Week 5: Linear Regression: Least Squares and Kernel Regression

Author

Sherry Thomas

import numpy as np
import matplotlib.pyplot as plt

Linear Regression Algorithm

Given a dataset \{x_{1} ,\dotsc ,x_{n} \} where x_{i} \in \mathbb{R}^{d}, let \{y_{1} ,\dotsc ,y_{n} \} be the labels, where y_{i} \in \mathbb{R}. \begin{equation*} \mathbf{X} =\begin{bmatrix} -2 & -1 & 1 & 2 \end{bmatrix} \quad \mathbf{y} \ =\ \begin{bmatrix} -3.9\\ -2.1\\ 1.7\\ 4.3 \end{bmatrix} \end{equation*}

X = np.array([[-2,-1,1,2]])
y = np.array([[-3.9,-2.1,1.7,4.3]]).T

plt.scatter(X, y)
plt.grid()
plt.axhline(c='k')
plt.axvline(c='k');

Optimizing the Error Function

The minimization equation can be rewritten in the vectorized form as, \begin{equation*} \min_{\mathbf{w} \in \mathbb{R}^{d}}\frac{1}{2} ||\mathbf{X}^{T}\mathbf{w} -\mathbf{y} ||_{2}^{2} \end{equation*} Let this be a function of \mathbf{w} and as follows: \begin{align*} f(\mathbf{w} ) & =\underset{\mathbf{w} \in \mathbb{R}^{d}}{\min} \frac{1}{2} ||\mathbf{X}^{T}\mathbf{w} -\mathbf{y} ||_{2}^{2}\\ f(\mathbf{w} ) & = \frac{1}{2} (\mathbf{X}^{T}\mathbf{w} -\mathbf{y} )^{T} (\mathbf{X}^{T}\mathbf{w} -\mathbf{y} )\\ \therefore \triangledown f(\mathbf{w} ) & =(\mathbf{XX}^{T} )\mathbf{w} -(\mathbf{Xy} ) \end{align*} Setting the above equation to zero, we get \begin{align*} (\mathbf{XX}^{T} )\mathbf{w} -(\mathbf{Xy} ) & =0\\ (\mathbf{XX}^{T} )\mathbf{w}^{*} & =\mathbf{Xy}\\ \therefore \mathbf{w}^{*} & =(\mathbf{XX}^{T} )^{+}\mathbf{Xy} \end{align*} where (\mathbf{XX}^{T} )^{+} is the pseudo-inverse of \mathbf{XX}^{T}.

X = np.vstack((np.array([[1,1,1,1]]),X))
X

array([[ 1,  1,  1,  1],
       [-2, -1,  1,  2]])

w = np.linalg.pinv(X@X.T)@X@y
w

array([[0.  ],
       [2.02]])

Using Gradient Descent

As we know w^* is the solution of an unconstrained optimization problem, we can solve it using gradient descent.

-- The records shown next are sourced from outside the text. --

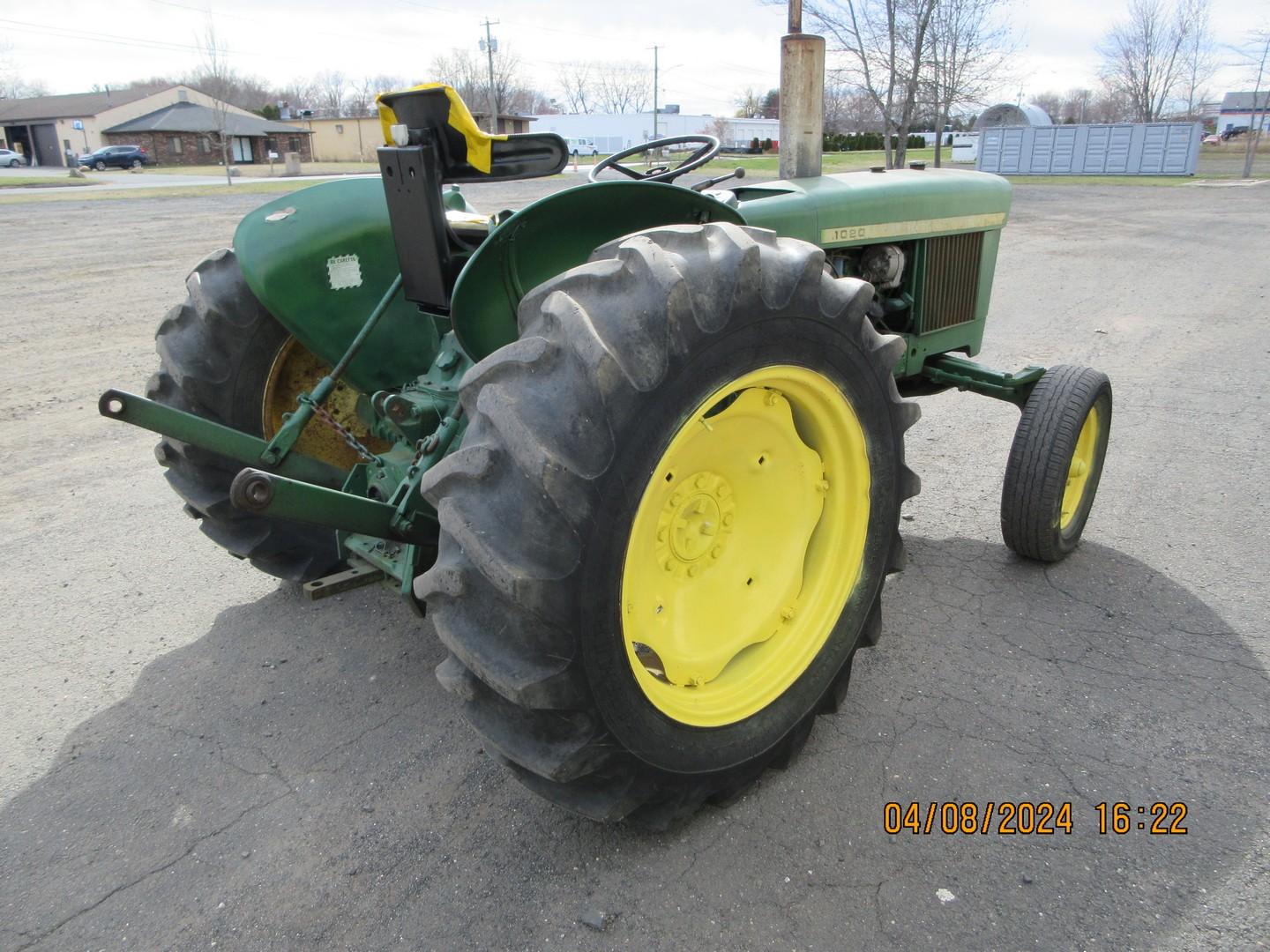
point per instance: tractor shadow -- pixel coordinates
(297, 777)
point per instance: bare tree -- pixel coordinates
(333, 89)
(469, 75)
(361, 97)
(848, 108)
(750, 103)
(884, 45)
(1198, 55)
(1258, 60)
(1074, 106)
(969, 45)
(11, 84)
(1143, 56)
(297, 94)
(1050, 100)
(217, 80)
(577, 86)
(624, 86)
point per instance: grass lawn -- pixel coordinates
(262, 169)
(41, 182)
(243, 188)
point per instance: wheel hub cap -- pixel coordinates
(744, 546)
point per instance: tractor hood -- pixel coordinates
(866, 207)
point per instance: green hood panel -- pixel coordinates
(319, 260)
(865, 207)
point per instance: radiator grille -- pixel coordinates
(952, 279)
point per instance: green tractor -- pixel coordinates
(638, 449)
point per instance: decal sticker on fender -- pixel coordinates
(344, 271)
(906, 228)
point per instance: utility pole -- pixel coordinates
(490, 46)
(802, 113)
(654, 90)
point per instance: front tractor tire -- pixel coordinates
(217, 353)
(667, 528)
(1056, 462)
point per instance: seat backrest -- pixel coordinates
(467, 152)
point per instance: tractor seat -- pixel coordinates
(467, 152)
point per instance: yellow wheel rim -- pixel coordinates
(297, 371)
(1080, 469)
(747, 541)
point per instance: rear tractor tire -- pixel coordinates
(1056, 462)
(667, 528)
(217, 354)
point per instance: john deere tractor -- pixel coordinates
(638, 449)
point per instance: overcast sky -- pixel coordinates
(706, 58)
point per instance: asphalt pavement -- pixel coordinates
(195, 756)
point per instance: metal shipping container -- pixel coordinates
(1125, 149)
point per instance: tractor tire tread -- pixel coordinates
(202, 344)
(513, 501)
(1036, 469)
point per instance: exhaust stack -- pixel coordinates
(802, 100)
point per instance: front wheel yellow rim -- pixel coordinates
(746, 545)
(1080, 469)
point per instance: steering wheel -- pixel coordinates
(707, 150)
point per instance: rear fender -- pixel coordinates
(319, 260)
(553, 235)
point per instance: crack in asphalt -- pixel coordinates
(149, 874)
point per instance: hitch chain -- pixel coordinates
(322, 414)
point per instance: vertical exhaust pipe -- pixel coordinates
(802, 100)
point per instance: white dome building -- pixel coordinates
(1011, 115)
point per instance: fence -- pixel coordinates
(1137, 149)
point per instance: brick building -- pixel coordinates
(184, 133)
(48, 129)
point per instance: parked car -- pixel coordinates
(116, 156)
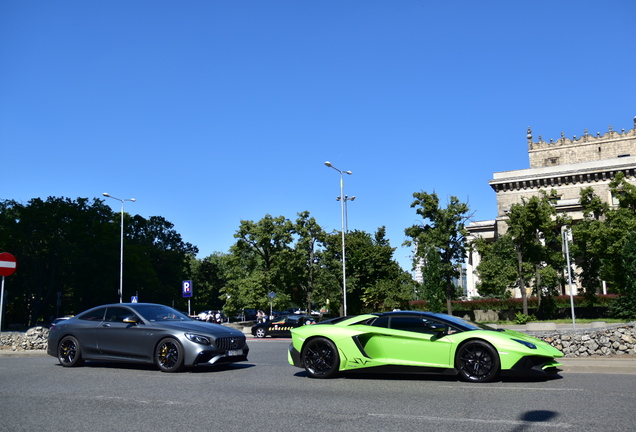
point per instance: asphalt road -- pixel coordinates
(267, 394)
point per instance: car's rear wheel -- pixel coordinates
(68, 352)
(169, 355)
(477, 361)
(320, 357)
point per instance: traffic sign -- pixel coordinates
(186, 288)
(8, 264)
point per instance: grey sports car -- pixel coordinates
(144, 333)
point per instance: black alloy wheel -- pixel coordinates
(169, 355)
(68, 352)
(477, 361)
(321, 359)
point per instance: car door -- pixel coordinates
(277, 326)
(130, 341)
(86, 330)
(411, 340)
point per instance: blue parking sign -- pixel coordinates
(186, 288)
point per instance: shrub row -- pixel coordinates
(516, 303)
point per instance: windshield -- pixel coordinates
(160, 313)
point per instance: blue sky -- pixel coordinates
(212, 112)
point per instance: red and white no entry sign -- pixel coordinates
(8, 264)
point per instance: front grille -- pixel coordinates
(230, 343)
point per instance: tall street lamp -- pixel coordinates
(342, 205)
(121, 245)
(347, 198)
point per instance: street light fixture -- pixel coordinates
(342, 212)
(121, 245)
(347, 198)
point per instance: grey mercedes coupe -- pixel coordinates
(144, 333)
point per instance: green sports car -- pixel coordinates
(416, 342)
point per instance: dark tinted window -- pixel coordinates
(94, 315)
(117, 314)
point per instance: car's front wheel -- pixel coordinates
(169, 355)
(320, 357)
(477, 361)
(68, 352)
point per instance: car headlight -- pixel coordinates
(526, 343)
(203, 340)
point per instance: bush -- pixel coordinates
(556, 302)
(523, 319)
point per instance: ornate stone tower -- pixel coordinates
(565, 165)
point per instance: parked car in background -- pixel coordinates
(281, 326)
(144, 333)
(212, 316)
(57, 320)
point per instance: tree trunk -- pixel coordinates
(522, 283)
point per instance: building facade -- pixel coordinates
(565, 165)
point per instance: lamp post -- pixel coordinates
(342, 205)
(347, 198)
(121, 245)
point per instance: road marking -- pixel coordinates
(514, 388)
(474, 420)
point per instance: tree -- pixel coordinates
(497, 269)
(209, 277)
(588, 248)
(259, 264)
(443, 230)
(533, 227)
(70, 250)
(433, 284)
(625, 305)
(309, 237)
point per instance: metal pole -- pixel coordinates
(565, 232)
(1, 303)
(342, 204)
(344, 267)
(121, 244)
(121, 254)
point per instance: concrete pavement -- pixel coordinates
(599, 365)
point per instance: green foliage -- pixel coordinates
(533, 226)
(625, 305)
(443, 231)
(433, 286)
(497, 269)
(521, 318)
(72, 247)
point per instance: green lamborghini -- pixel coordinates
(416, 342)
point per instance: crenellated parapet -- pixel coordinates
(586, 148)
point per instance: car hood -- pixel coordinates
(202, 327)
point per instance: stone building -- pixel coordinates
(565, 165)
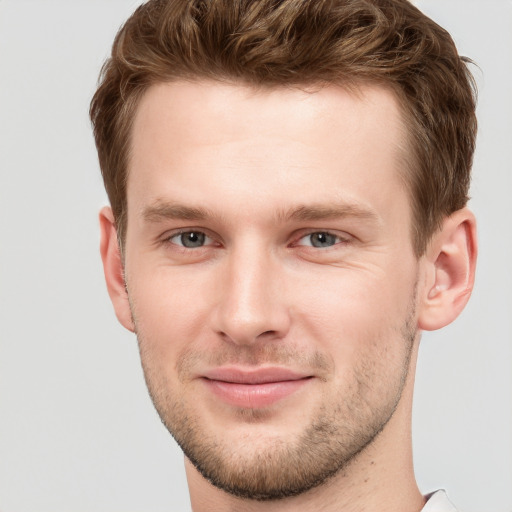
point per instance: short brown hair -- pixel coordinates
(296, 43)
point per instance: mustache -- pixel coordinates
(269, 354)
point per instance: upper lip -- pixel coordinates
(253, 376)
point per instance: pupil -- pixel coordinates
(192, 239)
(323, 239)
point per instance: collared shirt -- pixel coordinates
(438, 502)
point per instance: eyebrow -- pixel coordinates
(329, 211)
(175, 211)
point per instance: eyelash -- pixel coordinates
(340, 240)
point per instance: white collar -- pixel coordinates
(438, 502)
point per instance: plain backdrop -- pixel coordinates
(77, 429)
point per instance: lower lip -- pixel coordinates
(253, 396)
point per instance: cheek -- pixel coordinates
(356, 316)
(170, 308)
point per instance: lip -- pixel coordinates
(253, 388)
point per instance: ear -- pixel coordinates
(450, 271)
(113, 268)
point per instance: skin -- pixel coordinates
(264, 176)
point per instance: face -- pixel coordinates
(271, 276)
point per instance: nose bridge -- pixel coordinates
(252, 304)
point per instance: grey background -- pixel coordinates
(77, 430)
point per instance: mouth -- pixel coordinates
(254, 389)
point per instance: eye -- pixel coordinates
(190, 239)
(320, 239)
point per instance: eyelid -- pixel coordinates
(169, 235)
(341, 236)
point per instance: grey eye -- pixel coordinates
(190, 239)
(322, 239)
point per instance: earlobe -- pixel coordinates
(451, 261)
(113, 268)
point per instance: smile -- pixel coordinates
(254, 389)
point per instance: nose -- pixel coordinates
(253, 305)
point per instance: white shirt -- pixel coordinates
(438, 502)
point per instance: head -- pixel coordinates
(296, 43)
(287, 182)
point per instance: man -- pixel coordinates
(288, 184)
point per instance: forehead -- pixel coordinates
(254, 147)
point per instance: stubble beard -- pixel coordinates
(285, 467)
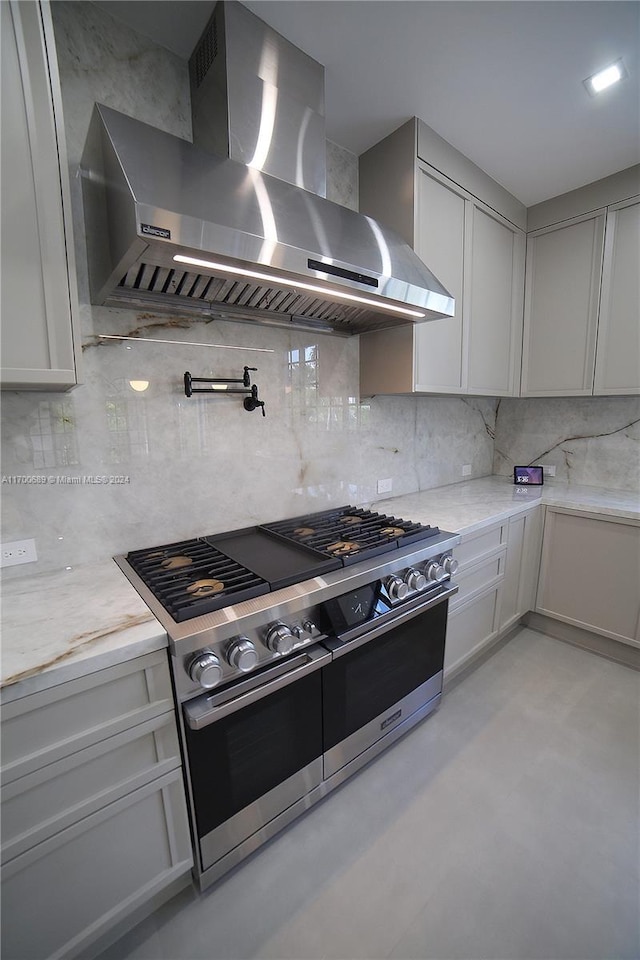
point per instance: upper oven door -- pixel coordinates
(375, 682)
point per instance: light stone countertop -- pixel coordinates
(64, 624)
(60, 625)
(473, 504)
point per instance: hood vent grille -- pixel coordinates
(204, 54)
(154, 286)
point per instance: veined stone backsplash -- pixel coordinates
(123, 467)
(590, 440)
(119, 467)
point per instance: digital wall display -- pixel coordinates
(528, 476)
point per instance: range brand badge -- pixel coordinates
(152, 231)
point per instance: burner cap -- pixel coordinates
(204, 588)
(172, 563)
(343, 546)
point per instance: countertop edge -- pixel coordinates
(488, 501)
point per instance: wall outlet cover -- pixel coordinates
(17, 551)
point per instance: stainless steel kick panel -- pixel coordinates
(257, 815)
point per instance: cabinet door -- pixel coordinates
(37, 332)
(471, 627)
(493, 325)
(590, 573)
(441, 231)
(521, 568)
(618, 349)
(561, 307)
(70, 890)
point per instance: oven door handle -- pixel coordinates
(350, 641)
(199, 714)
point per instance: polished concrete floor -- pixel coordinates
(505, 826)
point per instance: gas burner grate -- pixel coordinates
(349, 533)
(191, 578)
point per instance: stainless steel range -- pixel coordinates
(299, 649)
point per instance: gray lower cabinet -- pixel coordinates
(590, 573)
(497, 577)
(475, 610)
(94, 826)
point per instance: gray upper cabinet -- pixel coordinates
(38, 297)
(582, 297)
(618, 354)
(469, 231)
(561, 307)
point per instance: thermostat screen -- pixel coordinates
(528, 476)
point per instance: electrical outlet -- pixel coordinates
(18, 551)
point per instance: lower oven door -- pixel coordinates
(253, 751)
(380, 684)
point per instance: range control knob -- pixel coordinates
(242, 655)
(206, 670)
(435, 572)
(280, 638)
(397, 588)
(449, 565)
(415, 580)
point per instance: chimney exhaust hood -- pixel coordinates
(180, 227)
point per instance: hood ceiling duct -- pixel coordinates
(234, 226)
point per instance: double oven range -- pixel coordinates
(300, 650)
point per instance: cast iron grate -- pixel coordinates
(349, 533)
(191, 578)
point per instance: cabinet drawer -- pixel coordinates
(64, 893)
(470, 627)
(42, 803)
(477, 578)
(480, 544)
(47, 726)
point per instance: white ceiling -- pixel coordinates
(499, 79)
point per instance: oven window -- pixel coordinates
(239, 758)
(361, 685)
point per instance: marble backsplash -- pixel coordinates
(590, 440)
(126, 461)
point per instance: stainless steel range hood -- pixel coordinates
(172, 226)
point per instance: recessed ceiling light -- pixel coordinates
(605, 78)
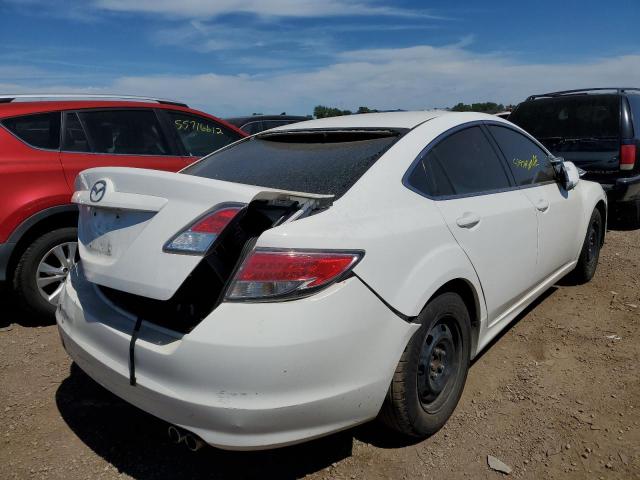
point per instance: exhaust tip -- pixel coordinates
(193, 443)
(174, 435)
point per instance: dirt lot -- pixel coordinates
(556, 396)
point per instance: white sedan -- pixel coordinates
(319, 275)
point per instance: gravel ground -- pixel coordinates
(556, 396)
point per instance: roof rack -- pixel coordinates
(8, 98)
(583, 90)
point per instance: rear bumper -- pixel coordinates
(626, 189)
(249, 376)
(6, 249)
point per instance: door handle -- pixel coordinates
(468, 220)
(542, 205)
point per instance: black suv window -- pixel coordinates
(201, 136)
(41, 130)
(125, 132)
(570, 117)
(463, 163)
(528, 162)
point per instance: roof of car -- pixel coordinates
(20, 108)
(255, 118)
(369, 120)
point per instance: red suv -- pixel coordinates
(43, 146)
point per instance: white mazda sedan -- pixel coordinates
(322, 274)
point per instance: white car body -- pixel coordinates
(260, 375)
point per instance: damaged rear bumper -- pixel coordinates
(249, 376)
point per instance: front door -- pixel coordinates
(493, 222)
(556, 208)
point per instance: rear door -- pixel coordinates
(116, 137)
(491, 219)
(558, 210)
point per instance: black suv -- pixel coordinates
(599, 130)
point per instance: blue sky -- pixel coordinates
(231, 57)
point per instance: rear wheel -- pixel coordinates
(42, 270)
(590, 253)
(432, 371)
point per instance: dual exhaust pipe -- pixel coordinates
(178, 436)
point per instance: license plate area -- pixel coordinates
(108, 232)
(101, 223)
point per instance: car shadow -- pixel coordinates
(623, 224)
(137, 444)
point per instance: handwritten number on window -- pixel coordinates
(193, 126)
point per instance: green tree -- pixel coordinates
(484, 107)
(366, 110)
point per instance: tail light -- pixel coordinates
(197, 238)
(268, 274)
(627, 157)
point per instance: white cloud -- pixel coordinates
(409, 78)
(271, 8)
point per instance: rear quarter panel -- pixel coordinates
(30, 181)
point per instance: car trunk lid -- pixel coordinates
(127, 215)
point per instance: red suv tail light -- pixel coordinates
(627, 157)
(197, 238)
(268, 274)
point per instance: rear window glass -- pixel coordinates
(327, 162)
(124, 132)
(199, 135)
(42, 130)
(576, 117)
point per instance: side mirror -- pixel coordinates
(571, 175)
(567, 172)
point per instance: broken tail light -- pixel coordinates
(275, 274)
(198, 237)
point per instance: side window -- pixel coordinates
(125, 132)
(461, 164)
(201, 136)
(41, 130)
(528, 162)
(74, 138)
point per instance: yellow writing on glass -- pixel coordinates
(192, 125)
(526, 164)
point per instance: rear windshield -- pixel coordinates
(321, 162)
(595, 116)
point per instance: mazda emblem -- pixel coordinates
(98, 190)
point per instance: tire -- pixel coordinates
(413, 406)
(590, 253)
(30, 295)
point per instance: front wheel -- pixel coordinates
(42, 270)
(432, 371)
(590, 253)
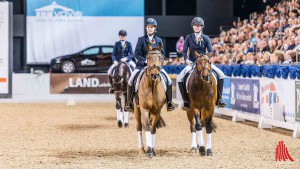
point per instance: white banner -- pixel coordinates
(277, 99)
(63, 27)
(4, 47)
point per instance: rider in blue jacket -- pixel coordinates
(122, 53)
(200, 43)
(140, 54)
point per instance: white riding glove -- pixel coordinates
(189, 62)
(115, 63)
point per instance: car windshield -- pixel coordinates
(91, 51)
(106, 50)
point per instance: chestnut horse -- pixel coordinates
(151, 99)
(202, 91)
(120, 80)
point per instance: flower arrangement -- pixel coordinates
(152, 41)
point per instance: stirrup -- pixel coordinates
(111, 90)
(186, 106)
(221, 103)
(170, 106)
(129, 106)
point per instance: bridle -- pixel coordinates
(199, 72)
(158, 67)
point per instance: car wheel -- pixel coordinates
(68, 67)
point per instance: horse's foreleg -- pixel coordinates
(199, 128)
(154, 120)
(119, 110)
(190, 115)
(146, 125)
(126, 113)
(137, 115)
(209, 128)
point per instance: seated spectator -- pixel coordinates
(278, 57)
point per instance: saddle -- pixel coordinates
(128, 65)
(139, 76)
(188, 75)
(137, 79)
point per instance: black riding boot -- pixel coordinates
(170, 104)
(186, 104)
(111, 89)
(129, 104)
(220, 101)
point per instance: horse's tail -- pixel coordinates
(160, 122)
(210, 124)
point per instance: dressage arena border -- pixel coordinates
(263, 122)
(86, 135)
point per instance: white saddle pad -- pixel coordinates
(187, 81)
(140, 76)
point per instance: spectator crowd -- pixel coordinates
(271, 37)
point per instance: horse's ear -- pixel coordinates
(159, 46)
(196, 54)
(149, 47)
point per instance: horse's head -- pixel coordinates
(154, 57)
(118, 82)
(203, 67)
(119, 78)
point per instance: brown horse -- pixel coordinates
(151, 96)
(120, 80)
(202, 91)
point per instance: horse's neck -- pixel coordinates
(122, 70)
(146, 79)
(195, 79)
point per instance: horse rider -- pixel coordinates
(198, 42)
(140, 55)
(122, 53)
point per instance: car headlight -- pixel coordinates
(57, 60)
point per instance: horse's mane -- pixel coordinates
(118, 68)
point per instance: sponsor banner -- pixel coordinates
(62, 27)
(226, 92)
(277, 92)
(79, 84)
(285, 89)
(4, 48)
(245, 95)
(297, 96)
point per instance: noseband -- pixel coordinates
(154, 77)
(199, 72)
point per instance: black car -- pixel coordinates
(92, 59)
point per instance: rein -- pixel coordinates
(198, 73)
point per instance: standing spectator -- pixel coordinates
(179, 46)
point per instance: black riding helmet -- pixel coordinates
(197, 21)
(122, 33)
(151, 21)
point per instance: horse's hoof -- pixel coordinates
(120, 124)
(202, 150)
(154, 153)
(170, 106)
(111, 90)
(141, 151)
(149, 152)
(209, 152)
(193, 150)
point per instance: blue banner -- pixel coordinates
(226, 92)
(86, 7)
(245, 95)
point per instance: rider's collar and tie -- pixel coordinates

It is given by, \begin{align*} w^{t+1} &= w^t - \eta^t \bigtriangledown f(w^t) \\ \therefore w^{t+1} &= w^t - \eta^t \left [ (XX^T)w^t - (Xy) \right ] \end{align*} where \eta is a scalar used to control the step-size of the descent and t is the current iteration.

eta = 1e-1
w_grad = np.zeros((X.shape[0], 1))
epochs = 1

for i in range(epochs):
    w_grad = w_grad - eta*((X@X.T)@w_grad - X@y)
    print(w_grad)

[[0.  ]
 [2.02]]

y_pred = w_grad.T@X

plt.scatter(X[1], y)
plt.plot(X[1], y_pred.T, c='r')
plt.grid()
plt.axhline(c='k')
plt.axvline(c='k');

Kernel Regression Algorithm

Given a dataset \{x_{1} ,\dotsc ,x_{n} \} where x_{i} \in \mathbb{R}^{d}, let \{y_{1} ,\dotsc ,y_{n} \} be the labels, where y_{i} \in \mathbb{R}. \begin{equation*} \mathbf{X} =\begin{bmatrix} 1 & 2 & -1 & -2 \end{bmatrix} \quad \mathbf{y} \ =\ \begin{bmatrix} 1\\ 3.9\\ 0.9\\ 4.1 \end{bmatrix} \end{equation*}

X = np.array([[1,2,-1,-2]])
y = np.array([[1,3.9,0.9,4.1]]).T
X = np.vstack((np.array([[1,1,1,1]]),X))

plt.scatter(X[1], y)
plt.grid()
plt.axhline(c='k')
plt.axvline(c='k');

Using Kernel Regression

Let’s use the polynomial kernel of degree of two. By applying the kernel function to the dataset, we obtain, \begin{aligned} \mathbf{K} & =\left(\mathbf{X}^{T}\mathbf{X} +1\right)^{2} \end{aligned}

K = (X.T@X+1)**2
K

array([[ 9, 16,  1,  0],
       [16, 36,  0,  4],
       [ 1,  0,  9, 16],
       [ 0,  4, 16, 36]])

Let \mathbf{w}^{*} =\mathbf{X\alpha }^{*} for some \mathbf{\alpha }^{*} \in \mathbb{R}^{n}. \begin{align*} \mathbf{\alpha }^{*} =\mathbf{K}^{-1}\mathbf{y} \end{align*}

alp = np.linalg.pinv(K)@y
alp

array([[-0.18130556],
       [ 0.17072222],
       [-0.17980556],
       [ 0.17372222]])

Let X_{test} \in R^{d \times m} be the test dataset. We predict by, \begin{align*} w^*\phi(X_{test}) &= \sum _{i=1} ^n \alpha_i^* k(x_i, x_{test_i}) \end{align*} where \alpha_i^* gives the importance of the i^{th} datapoint towards w^* and k(x_i, x_{test_i}) shows how similar x_{test_i} is to x_i.

y_pred = K.T@alp
y_pred

array([[0.92],
       [3.94],
       [0.98],
       [4.06]])

X_test = np.linspace(-2.5, 2.5).reshape((1,-1))
X_test = np.vstack((np.ones((1,50)),X_test))
K_test = (X.T@X_test+1)**2
y_test = K_test.T@alp

plt.scatter(X[1], y)
plt.plot(np.linspace(-2.5, 2.5).reshape((-1,1)), y_test, c='r')
plt.grid()
plt.axhline(c='k')
plt.axvline(c='k');